No. 2 – TCU Horned Frogs
- Position: Safety
- Class: Senior

Personal information
- Born: October 21, 2003 (age 22)
- Listed height: 6 ft 1 in (1.85 m)
- Listed weight: 205 lb (93 kg)

Career information
- High school: Seguin (Arlington, Texas)
- College: TCU (2023–present);

Awards and highlights
- Second-team All-Big 12 (2025);
- Stats at ESPN

= Jamel Johnson (defensive back) =

American football player (born 2003)

Jamel Johnson (born October 21, 2003) is an American football defensive back for the TCU Horned Frogs.

==Early life==
Johnson attended high school at Seguin located in Arlington, Texas.
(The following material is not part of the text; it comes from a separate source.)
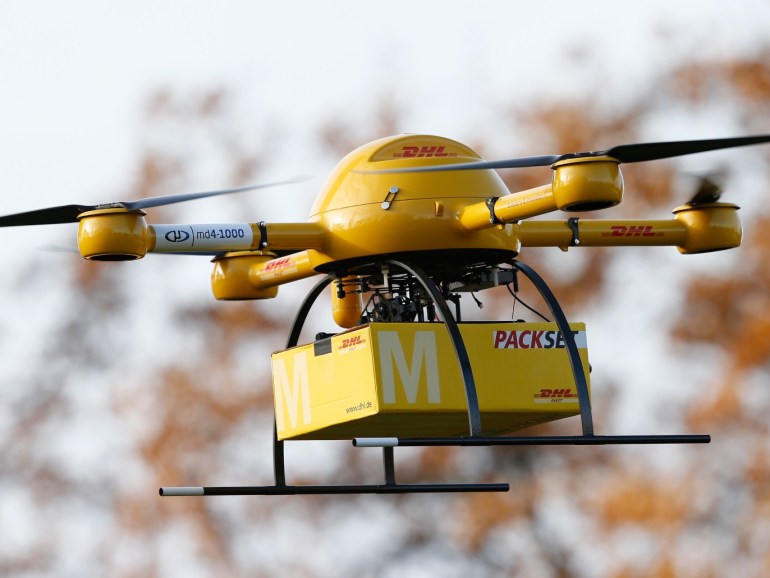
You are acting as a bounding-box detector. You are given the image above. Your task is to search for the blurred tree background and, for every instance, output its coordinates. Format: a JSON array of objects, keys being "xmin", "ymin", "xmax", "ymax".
[{"xmin": 1, "ymin": 44, "xmax": 770, "ymax": 578}]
Coming out of high school, he was rated as a four-star recruit, the 33rd overall safety, and the 357th overall prospect in the class of 2023, where he committed to play college football for the TCU Horned Frogs over other offers from schools such as Arkansas, Florida State, and Ole Miss.

==College career==
During his freshman season in 2023, he logged 19 tackles with one being for a loss. In week one of the 2024 season, Johnson totaled 11 tackles in his first career start, in a victory over Stanford. In week three he tallied 11 tackles against UCF. Johnson finished the 2024 season, totaling 73 tackles, three pass deflections, and a forced fumble. After the conclusion of the 2024 season, Johnson decided to enter his name into the NCAA transfer portal, but would later return to the Horned Frogs. In week four of the 2025 season, he hauled in two interceptions in a victory versus SMU, where for his performance he was named the Big-12 Defensive Player of the Week. For his performance during the 2025 season, Johnson was named a semifinalist for the 2025 Jim Thorpe Award.